Individualsoftware zu entwickeln, ist im Prinzip sehr einfach, oder? Alles, was es dazu braucht, sind schließlich nur eine klar formulierte Idee und ein qualifiziertes Team an Expert:innen, um diese umzusetzen. Und Dank leichtgewichtiger, agiler Entwicklungsmethoden braucht es dazu nicht einmal mehr Wochen und Monate der Planung und Spezifikation. Schöne neue, agile Welt.

Stellen wir uns beispielhaft das junge, innovative Startup “Green Leaves” vor. Die beiden zwei Gründer:innen Svenja und Lars haben die Vision, mit einer einzigartigen Anwendung, die Pflege von Grünpflanzen in Städten zu revolutionieren. Dank eines gut dotierten Innovationspreises haben die beiden nun die besten Voraussetzungen, ihre Idee möglichst schnell in die Tat umzusetzen. Für die Entwicklung ihrer neuartigen Onlineplattform wollen die beiden keine Kosten und Mühen scheuen, um die erfahrensten Personen anzuheuern.

Also suchen sie zunächst einen Systemarchitekten, Senior Backend- und Frontend-entwickler:innen, einen Scrum Master und zwei erfahrene Tester:nnen. Zwar stammen aufgrund der kurzfristigen Verfügbarkeit alle von unterschiedlichen Dienstleistern, dafür ist jede:r einzelne von ihnen hochqualifiziert und erfahren. Fertig ist es – das hochperformante Scrum-Team.
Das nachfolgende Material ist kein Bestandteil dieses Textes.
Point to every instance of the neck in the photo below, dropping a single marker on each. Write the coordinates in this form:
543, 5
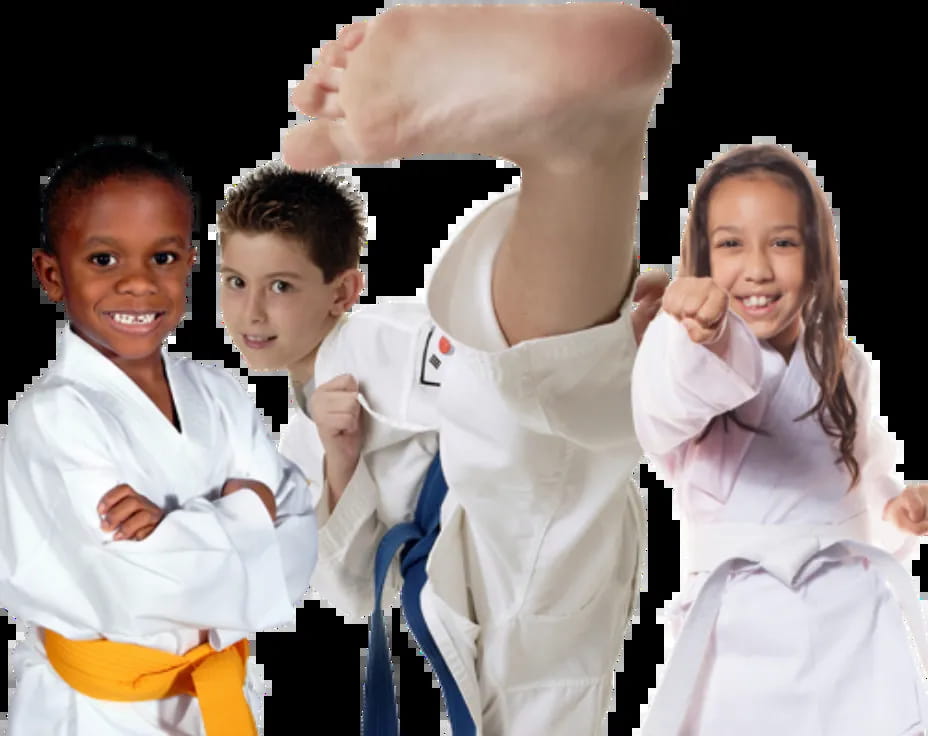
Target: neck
147, 370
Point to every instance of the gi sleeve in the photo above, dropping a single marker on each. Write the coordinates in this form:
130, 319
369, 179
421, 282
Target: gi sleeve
350, 533
295, 525
207, 565
348, 541
875, 451
678, 386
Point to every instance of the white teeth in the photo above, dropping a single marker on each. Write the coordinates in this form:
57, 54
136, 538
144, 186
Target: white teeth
135, 319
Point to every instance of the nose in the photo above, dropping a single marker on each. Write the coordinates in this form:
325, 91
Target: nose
137, 280
254, 307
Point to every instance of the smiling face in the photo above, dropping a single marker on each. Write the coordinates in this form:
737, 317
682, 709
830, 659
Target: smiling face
757, 254
121, 266
275, 302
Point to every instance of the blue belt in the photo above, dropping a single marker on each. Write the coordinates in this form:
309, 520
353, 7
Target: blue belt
416, 538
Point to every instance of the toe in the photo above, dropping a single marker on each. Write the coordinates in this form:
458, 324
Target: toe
310, 95
352, 35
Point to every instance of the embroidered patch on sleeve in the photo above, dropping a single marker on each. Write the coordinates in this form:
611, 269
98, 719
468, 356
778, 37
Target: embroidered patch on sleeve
438, 349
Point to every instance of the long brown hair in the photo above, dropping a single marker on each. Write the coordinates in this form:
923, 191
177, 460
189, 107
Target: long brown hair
823, 310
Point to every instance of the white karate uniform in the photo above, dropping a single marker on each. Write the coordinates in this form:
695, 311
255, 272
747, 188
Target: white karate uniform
533, 576
214, 569
809, 641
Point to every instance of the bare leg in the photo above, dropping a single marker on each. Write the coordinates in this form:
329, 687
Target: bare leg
564, 91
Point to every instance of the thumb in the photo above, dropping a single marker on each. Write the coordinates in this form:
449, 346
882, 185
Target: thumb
650, 286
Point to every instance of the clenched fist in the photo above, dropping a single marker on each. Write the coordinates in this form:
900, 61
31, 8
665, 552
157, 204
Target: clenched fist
909, 510
335, 410
699, 304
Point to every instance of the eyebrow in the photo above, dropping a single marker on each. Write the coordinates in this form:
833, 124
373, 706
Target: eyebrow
775, 228
105, 240
279, 274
Den Product Owner beauftragen sie wohlüberlegt nicht extern, sondern stellen ihn selbst: Lars übernimmt die Aufgabe. Schließlich kennt niemand die fachliche Domäne und die Vision besser und die Lehre besagt schließlich auch, dass ein Product Owner idealerweise der Kunde selbst ist. Lars präsentiert dem frisch zusammengestellten Scrum-Team die Produktvision, übersetzt die Anforderungen in User Storys und schon in wenigen Sprints wird es dann soweit sein: Das potentially shippable product wird das Licht der Welt erblicken. Oder auch nicht…

Wer schon einmal ein Softwareprojekt begleitet hat, weiß, ganz so einfach ist es in der Praxis nicht!
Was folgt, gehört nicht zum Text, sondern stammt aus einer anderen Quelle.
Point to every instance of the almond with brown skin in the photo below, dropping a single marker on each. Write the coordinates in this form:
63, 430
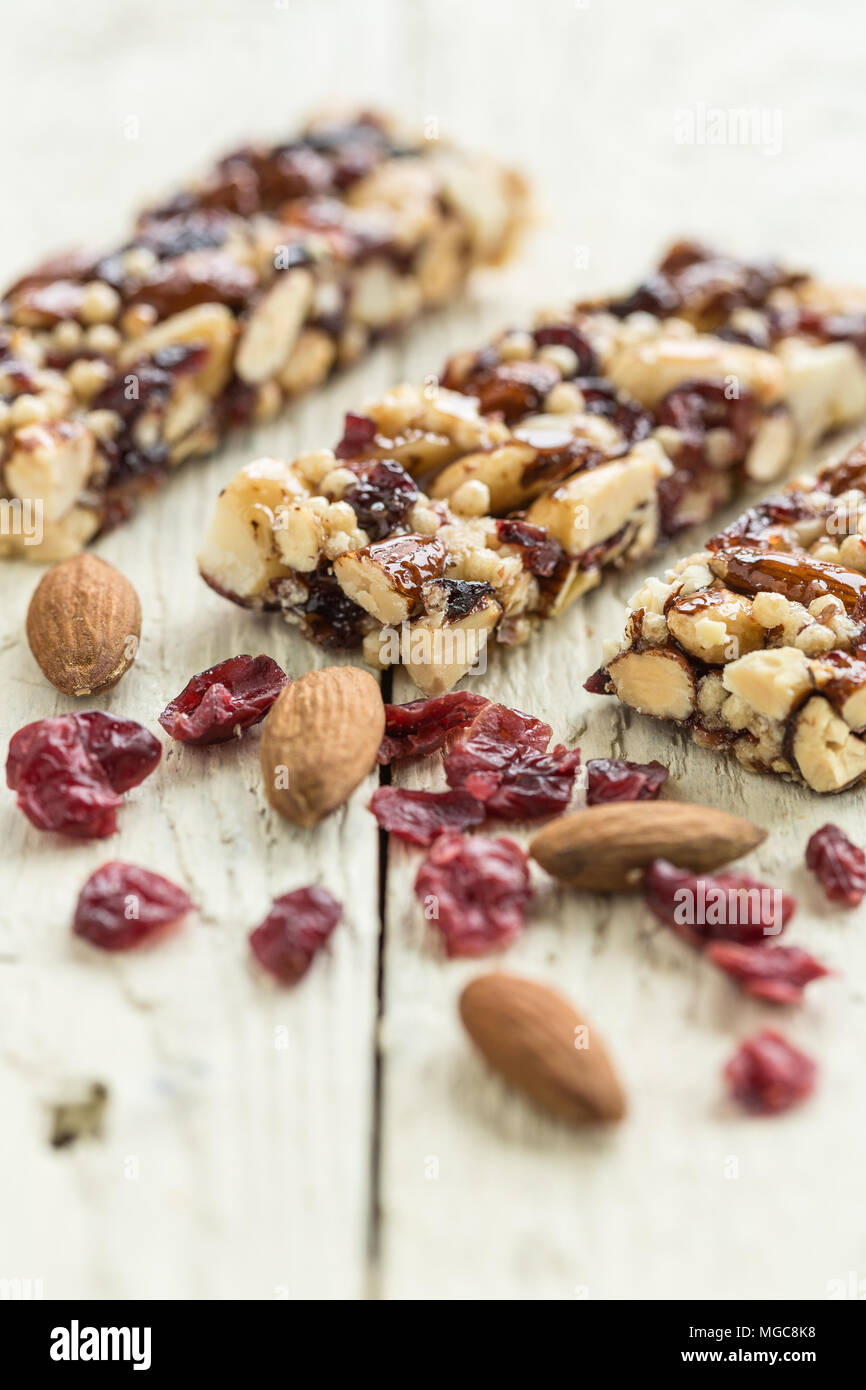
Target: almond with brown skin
320, 741
608, 848
84, 624
541, 1045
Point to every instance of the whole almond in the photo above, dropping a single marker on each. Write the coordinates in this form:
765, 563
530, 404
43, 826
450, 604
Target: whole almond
320, 741
541, 1045
608, 848
84, 624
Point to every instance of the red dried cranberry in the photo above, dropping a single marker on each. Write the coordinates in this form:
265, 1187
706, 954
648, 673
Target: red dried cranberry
68, 770
727, 906
381, 498
419, 816
774, 973
613, 779
121, 906
541, 553
359, 432
567, 337
224, 699
601, 398
476, 891
293, 931
766, 1075
327, 615
512, 388
838, 865
424, 724
598, 683
125, 751
503, 762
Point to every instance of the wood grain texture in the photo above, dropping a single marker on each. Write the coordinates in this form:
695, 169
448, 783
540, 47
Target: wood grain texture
266, 1144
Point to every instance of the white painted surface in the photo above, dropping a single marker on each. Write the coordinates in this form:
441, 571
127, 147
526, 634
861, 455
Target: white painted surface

Herausforderungen bei der Arbeit mit Softwareentwicklungsdienstleistern

Bei der Arbeit mit dem neuen Team hakt es an vielen Stellen. Regelmäßig schaffen es bspw. die bearbeiteten User Storys nicht durch die Abnahme. Offensichtlich lassen die Akzeptanzkriterien Raum für Interpretation, denn Lars hatte sich bei einigen Features etwas ganz anderes vorgestellt als das, was von den Entwickler:nnen umgesetzt wurde. Aus ihrer Sicht hingegen wurden wichtige Sonderfälle und alternative Szenarien nicht genau genug spezifiziert.

Auch die Tester:innen sind mit der Qualität der Software nicht zufrieden – sie finden zahlreiche Bugs, da offenbar Frontend und Backend nicht fehlerfrei ineinander greifen. Auch mit dem Entwicklungsprozess als solchem sind sie unzufrieden. Sie würden gerne schon früher aktiv werden als erst kurz vor der Abnahme der Storys.
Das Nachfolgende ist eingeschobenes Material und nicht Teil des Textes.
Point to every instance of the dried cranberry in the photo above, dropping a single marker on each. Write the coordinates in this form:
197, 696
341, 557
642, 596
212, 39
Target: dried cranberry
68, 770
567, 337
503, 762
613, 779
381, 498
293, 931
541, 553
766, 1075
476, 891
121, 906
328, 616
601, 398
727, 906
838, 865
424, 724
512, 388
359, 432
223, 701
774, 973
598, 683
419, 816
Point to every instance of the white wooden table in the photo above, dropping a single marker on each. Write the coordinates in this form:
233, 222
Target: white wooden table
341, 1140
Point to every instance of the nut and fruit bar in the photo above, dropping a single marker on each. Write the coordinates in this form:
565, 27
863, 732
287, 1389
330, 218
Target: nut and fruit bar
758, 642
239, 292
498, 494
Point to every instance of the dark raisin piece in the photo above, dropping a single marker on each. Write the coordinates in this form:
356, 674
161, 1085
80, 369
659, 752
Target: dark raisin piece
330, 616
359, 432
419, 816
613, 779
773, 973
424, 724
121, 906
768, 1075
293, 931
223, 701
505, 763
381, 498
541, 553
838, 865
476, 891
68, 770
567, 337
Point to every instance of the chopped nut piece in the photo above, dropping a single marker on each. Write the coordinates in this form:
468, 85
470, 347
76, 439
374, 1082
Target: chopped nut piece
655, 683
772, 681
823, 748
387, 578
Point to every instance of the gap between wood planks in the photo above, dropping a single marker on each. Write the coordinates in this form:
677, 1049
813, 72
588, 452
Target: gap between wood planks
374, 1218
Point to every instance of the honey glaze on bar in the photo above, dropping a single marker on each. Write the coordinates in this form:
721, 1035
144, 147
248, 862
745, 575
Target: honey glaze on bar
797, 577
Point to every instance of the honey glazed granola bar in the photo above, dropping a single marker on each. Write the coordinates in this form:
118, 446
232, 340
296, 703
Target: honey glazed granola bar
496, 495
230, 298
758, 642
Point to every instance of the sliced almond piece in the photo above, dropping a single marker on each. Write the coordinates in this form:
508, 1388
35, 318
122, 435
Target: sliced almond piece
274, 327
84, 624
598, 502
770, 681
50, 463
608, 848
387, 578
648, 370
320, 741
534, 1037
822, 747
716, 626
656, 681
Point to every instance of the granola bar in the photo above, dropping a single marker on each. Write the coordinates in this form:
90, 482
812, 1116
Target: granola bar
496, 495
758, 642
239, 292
Nach mehreren Sprints herrscht Ernüchterung bei Green Leaves. Die Gründer:innen müssen feststellen, dass das Team aus Expert:innen bei weitem nicht soweit gekommen ist, wie von ihnen erhofft. Die ursprünglich geplante Roadmap ist überholt, das Go-Live rückt in weite Ferne und die Stimmung im Scrum-Team ist am Boden. Aber was genau lief hier schief? Schließlich wurden für das Team nur die Besten der Besten angeheuert.

Dieses Beispiel macht, wenn auch überspitzt, ein paar grundlegende Probleme und Risiken deutlich, die bei der Vergabe von Softwareprojekten häufig auftreten:

  • Ein Scrum-Team ist nur so stark, wie sein schwächstes Mitglied und eine Gruppe von Expert.innen garantiert nicht automatisch ein hohes Outcome.

Ein wirklich hochperformantes Team ist vor allem eines: eingespielt. Erst wenn die Mitglieder sich und ihre Arbeitsweise kennen, einander vertrauen und wissen, wo die Stärken und Schwächen der jeweils anderen liegen, können Arbeitspakete realistisch geschätzt, schnell geplant und effizient umgesetzt werden.

  • Auch das Zusammenspiel von Expert:innen benötigt Zeit.

Zeit, die unsere ExpertInnen höchstwahrscheinlich noch nicht miteinander verbringen konnten. Bis sie die erwarteten Ergebnisse erzielen, müssen erst einmal einige Sprints und deren Retrospektiven absolviert werden. Denn wie in jedem anderen Kontext auch, durchläuft ein Entwickler:innen-Team die üblichen Phasen des Stormings & Normings bis es tatsächlich “hochperformant” arbeiten kann.

  • Das Ausfallrisiko liegt beim Auftraggeber bzw. der Auftraggeberin.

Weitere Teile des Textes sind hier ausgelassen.